Ti chiedo dei social anche perché mi piace il tuo stile, sei un po’ tutto il contrario del solito ufficio stampa un po’ asettico.

Scherzi? Sono un rapper del web!

Sei un rapper del web! Infatti hai anche i dissing.

È vero ho i dissing! (ride) Ma io sono così, mi ci diverto. Che posso farci. Poi li uso quasi solo per i dati Auditel, non è che intrattenga conversazioni di chissà che tipo. Ovvio che la mia formazione e il fatto di appartenere a una tv commerciale influenzano il modo dettagliato in cui guardo ai dati, i target differenziati e tutto il resto. Credo comunque che i target siano molto importanti anche per la tv di stato: il pubblico giovane, quello che comprerà le merendine o il telefono la cui pubblicità è passata durante il tuo programma, quello che ha valore per gli inserzionisti. La tv commerciale vive di quello, ma suppongo che anche Rai abbia bisogno di farci i conti, al di là del pubblico servizio.
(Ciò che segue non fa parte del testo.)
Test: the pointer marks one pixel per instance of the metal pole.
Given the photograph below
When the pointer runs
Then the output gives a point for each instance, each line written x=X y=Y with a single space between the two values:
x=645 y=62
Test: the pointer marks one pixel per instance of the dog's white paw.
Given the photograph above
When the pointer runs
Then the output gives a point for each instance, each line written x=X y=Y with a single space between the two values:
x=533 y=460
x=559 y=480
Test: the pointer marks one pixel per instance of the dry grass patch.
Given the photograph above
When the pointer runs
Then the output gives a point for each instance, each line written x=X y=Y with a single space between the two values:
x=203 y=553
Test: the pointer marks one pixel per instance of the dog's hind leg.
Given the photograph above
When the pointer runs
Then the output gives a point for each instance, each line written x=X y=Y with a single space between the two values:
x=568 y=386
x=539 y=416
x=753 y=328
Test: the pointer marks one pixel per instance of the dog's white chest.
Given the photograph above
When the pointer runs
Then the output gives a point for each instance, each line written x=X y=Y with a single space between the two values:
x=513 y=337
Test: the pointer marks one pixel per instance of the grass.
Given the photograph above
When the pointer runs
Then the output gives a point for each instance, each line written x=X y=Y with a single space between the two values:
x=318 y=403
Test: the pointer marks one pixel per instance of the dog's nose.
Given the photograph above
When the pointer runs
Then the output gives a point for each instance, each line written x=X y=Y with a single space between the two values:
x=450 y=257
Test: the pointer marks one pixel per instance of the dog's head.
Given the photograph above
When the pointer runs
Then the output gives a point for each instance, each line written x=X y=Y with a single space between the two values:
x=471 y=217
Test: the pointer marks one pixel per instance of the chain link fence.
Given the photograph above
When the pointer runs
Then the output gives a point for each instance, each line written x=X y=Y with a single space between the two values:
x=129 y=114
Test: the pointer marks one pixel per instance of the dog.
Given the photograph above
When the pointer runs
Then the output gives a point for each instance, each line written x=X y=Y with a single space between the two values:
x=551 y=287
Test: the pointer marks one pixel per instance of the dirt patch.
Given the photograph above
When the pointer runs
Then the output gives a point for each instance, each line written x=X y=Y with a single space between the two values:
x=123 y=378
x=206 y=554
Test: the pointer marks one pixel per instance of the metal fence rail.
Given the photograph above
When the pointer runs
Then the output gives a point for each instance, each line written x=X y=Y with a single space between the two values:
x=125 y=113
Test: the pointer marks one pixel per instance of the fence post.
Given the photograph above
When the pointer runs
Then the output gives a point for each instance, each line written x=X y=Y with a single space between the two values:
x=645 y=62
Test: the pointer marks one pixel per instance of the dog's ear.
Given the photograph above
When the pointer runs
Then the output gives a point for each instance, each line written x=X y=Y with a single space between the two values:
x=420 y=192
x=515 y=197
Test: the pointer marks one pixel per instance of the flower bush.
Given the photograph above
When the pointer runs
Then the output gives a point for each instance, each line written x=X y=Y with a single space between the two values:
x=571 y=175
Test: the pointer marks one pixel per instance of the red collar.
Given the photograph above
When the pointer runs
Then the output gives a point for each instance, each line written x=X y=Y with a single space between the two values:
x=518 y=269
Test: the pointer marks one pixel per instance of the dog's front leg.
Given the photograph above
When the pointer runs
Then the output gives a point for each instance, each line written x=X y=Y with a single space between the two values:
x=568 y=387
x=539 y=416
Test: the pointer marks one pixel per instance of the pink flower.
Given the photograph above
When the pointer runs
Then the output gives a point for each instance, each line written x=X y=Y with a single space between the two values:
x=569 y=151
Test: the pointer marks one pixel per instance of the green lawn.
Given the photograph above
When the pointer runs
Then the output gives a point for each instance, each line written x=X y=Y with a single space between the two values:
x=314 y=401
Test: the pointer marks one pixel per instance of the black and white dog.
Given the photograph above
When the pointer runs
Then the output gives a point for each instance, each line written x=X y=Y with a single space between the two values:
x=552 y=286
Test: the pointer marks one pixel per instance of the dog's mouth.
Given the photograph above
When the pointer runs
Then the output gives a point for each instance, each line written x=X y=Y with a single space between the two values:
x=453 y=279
Non posti mai nulla di personale?

Raramente posto cose che vedo o leggo che mi hanno colpito. Qualche tempo fa ho postato un bellissimo articolo di Aldo Grasso sul bullismo e Mia Martini che mi ha commosso. L’ho trovato straordinario. Poi, insomma, di base discuto di spettacolo: non opero a cuore aperto, non salvo nessuno, sarei ridicola se mi mettessi a fare discorsi seri.

(Betti si alza a controllare dei dati che sono arrivati a una sua assistente).

Vedi, noi siamo dei geni, vuoi sapere perché?

Certo.

Scriviamo tutto in anticipo. Anche i dati che non sono ancora usciti. Alle dieci meno cinque riceviamo i dati, al mattino, alle dieci e zero cinque siamo pronti a buttarli fuori. Perché ci prepariamo quello che chiamiamo un “farlocco Auditel”. Abbiamo una previsione di share, come se avessimo il risultato in mano. Facciamo gli exit poll come se fossimo sondaggisti, poi lavoriamo ovviamente sui dati reali.

Come gestite l’esposizione mediatica di un personaggio gigantesco come De Filippi?

Maria rilascia al massimo due o tre interviste all’anno. Parliamo di una persona molto sovraesposta in video, di conseguenza molto parca sui media. Giustamente si preserva. Sono strategie che elaboriamo insieme, lei viene da un’agenzia di comunicazione. Ha cominciato a fare tv solo dopo l’incontro con Costanzo. Ovviamente c’è un ragionamento sulle testate da coinvolgere, con alcune c’è un rapporto più solido e di fiducia rispetto ad altre. Comunque di base Maria fa un incontro collettivo annuale per Amici e poi, appunto, un paio di interviste singole al massimo. Il prodotto è mantenuto dal racconto che va in video. Noi facciamo un’attività quotidiana di comunicazione sulle attività del gruppo Fascino e in più prepariamo materiale per tutti i personaggi dei vari programmi, con foto e altre informazioni.

Hai mai avuto altri impegni paragonabili, come mole di lavoro?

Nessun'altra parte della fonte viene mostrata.